# NCAA Tourney pickem brackets



## grunt_smacker (Sep 7, 2007)

Sorry this is last minute, but anybody wanting to join in from past years, please do so!
We got hosed and did not get to enjoy any tournament action last year. So please join in for the fun and bragging rights if you win!


https://tournament.fantasysports.yahoo.com/t1/group/35229/invitation?key=17e8e82690a5da36

It is through yahoo, so you will need to already be set up with a yahoo account.

Thanks again, and good luck!!!


----------



## grunt_smacker (Sep 7, 2007)

The one thing I ask, is that you name your bracket after your UWN screen name so that we know who is who we are going against.


----------



## nocturnalenemy (Jun 26, 2011)

I'm in. Love this time of year!


----------



## Catherder (Aug 2, 2008)

Joined and completed bracket. Good luck, all. I, for one, will need it.


----------



## Critter (Mar 20, 2010)

Well, I started out with a bang with Ohio State loosing in the first round


----------



## 2full (Apr 8, 2010)

I doubt that many if any, picked Ohio State to lose. I know I didn't in the pool I'm in. 
Purdue hurt me as well. Not as bad, but it hurt.


----------



## Brettski7 (May 11, 2020)

2full said:


> I doubt that many if any, picked Ohio State to lose. I know I didn't in the pool I'm in.
> Purdue hurt me as well. Not as bad, but it hurt.
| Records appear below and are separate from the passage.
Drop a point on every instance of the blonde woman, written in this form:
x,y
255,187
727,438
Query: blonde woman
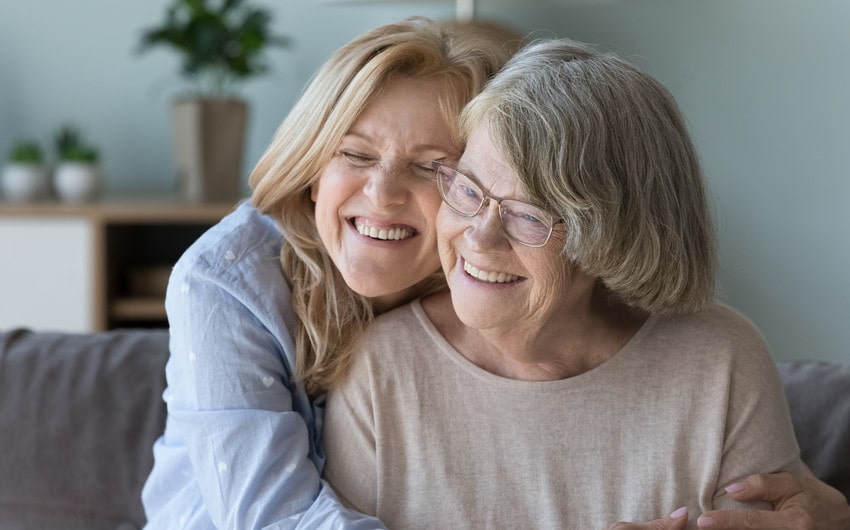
x,y
263,307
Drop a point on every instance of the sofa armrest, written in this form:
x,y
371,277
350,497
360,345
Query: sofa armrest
x,y
818,396
78,417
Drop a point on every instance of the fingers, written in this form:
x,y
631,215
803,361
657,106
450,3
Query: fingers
x,y
675,521
771,488
755,520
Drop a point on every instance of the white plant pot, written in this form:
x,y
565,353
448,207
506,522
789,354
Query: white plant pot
x,y
24,182
76,181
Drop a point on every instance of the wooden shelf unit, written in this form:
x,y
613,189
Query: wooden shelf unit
x,y
131,246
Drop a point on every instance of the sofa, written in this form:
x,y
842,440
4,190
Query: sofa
x,y
79,413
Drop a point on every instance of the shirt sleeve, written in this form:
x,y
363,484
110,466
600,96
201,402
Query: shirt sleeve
x,y
759,434
234,406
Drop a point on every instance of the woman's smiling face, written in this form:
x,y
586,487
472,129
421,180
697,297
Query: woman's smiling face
x,y
497,283
376,201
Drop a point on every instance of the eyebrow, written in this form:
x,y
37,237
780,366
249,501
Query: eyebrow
x,y
418,147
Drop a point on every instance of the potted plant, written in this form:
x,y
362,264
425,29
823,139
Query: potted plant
x,y
221,45
25,174
77,175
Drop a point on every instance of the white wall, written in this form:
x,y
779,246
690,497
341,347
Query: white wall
x,y
765,85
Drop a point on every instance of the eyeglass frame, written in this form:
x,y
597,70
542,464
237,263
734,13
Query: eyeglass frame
x,y
486,197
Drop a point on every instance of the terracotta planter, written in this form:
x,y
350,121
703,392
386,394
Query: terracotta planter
x,y
209,137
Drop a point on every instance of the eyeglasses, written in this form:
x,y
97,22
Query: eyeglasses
x,y
523,222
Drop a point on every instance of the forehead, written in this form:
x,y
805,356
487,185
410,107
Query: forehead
x,y
406,110
482,160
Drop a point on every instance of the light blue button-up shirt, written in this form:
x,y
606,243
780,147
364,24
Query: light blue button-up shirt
x,y
241,448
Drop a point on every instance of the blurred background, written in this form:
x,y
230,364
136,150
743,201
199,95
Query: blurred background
x,y
764,85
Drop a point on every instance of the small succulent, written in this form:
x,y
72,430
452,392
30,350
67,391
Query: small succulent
x,y
72,148
26,152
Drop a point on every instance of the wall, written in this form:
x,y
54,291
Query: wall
x,y
764,84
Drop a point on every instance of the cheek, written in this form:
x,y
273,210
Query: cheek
x,y
446,229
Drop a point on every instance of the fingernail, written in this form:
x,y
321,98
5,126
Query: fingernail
x,y
736,487
681,512
705,521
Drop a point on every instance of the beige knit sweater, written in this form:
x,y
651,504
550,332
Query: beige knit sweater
x,y
422,438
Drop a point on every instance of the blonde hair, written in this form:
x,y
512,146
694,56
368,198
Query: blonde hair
x,y
331,314
605,146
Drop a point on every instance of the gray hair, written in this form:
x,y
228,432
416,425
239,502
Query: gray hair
x,y
604,145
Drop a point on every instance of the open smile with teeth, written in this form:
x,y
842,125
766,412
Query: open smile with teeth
x,y
386,234
489,277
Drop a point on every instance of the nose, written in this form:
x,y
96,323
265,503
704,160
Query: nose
x,y
385,186
485,230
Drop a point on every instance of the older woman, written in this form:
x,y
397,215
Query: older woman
x,y
578,372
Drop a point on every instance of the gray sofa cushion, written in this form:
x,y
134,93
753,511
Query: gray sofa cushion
x,y
78,417
79,414
819,399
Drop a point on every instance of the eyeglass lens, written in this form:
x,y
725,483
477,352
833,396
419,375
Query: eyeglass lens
x,y
524,222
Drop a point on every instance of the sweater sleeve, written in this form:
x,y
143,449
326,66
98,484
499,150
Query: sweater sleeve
x,y
240,433
759,435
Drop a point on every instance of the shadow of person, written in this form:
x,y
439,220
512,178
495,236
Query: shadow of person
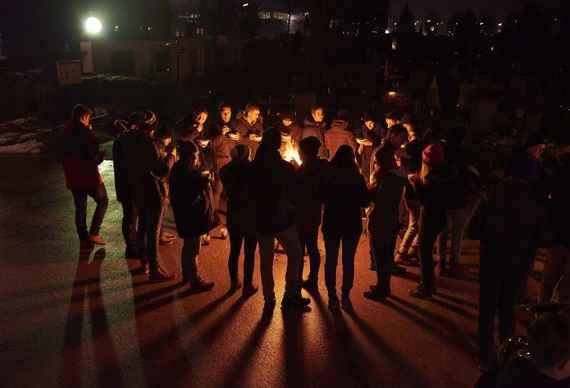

I picked them to lose but down the line. 


Sent from my iPhone using Tapatalk


----------



## 2full (Apr 8, 2010)

I should have wrote that I didn't have them losing so early. I had the winning a couple more before being outed.


----------



## Critter (Mar 20, 2010)

I had them going to the final 4 so they hurt me real bad, but other than their loss I didn't do too bad on opening night. We'll see what happens today and tomorrow.


----------



## Brettski7 (May 11, 2020)

Actually I just checked on my bracket and I actually picked Ohio as champions lol ahahahahahaha. I screwed that up. 


Sent from my iPhone using Tapatalk


----------



## 2full (Apr 8, 2010)

Maybe not......🤪


----------



## 2full (Apr 8, 2010)

Ohio, or Ohio State, guess I should clarify.


----------



## Vanilla (Dec 11, 2009)

Catherder with the early lead!


----------



## Catherder (Aug 2, 2008)

Not sure how long that will last. Tons of upsets.


----------



## Vanilla (Dec 11, 2009)

March Madness is awesome!

UCLA goes from being one of the last 4 to get in the tourney to one of the last 4 remaining in the tourney. A real tournament to crown a champion. What a novel idea! Football is so far behind.


----------



## Vanilla (Dec 11, 2009)

Well, looks like I sucked the least. What do I win? 😂


----------



## 2full (Apr 8, 2010)

How many wins did you have ??


----------



## Catherder (Aug 2, 2008)

Congrats! 

It was a tough year this year for bracket contests.


----------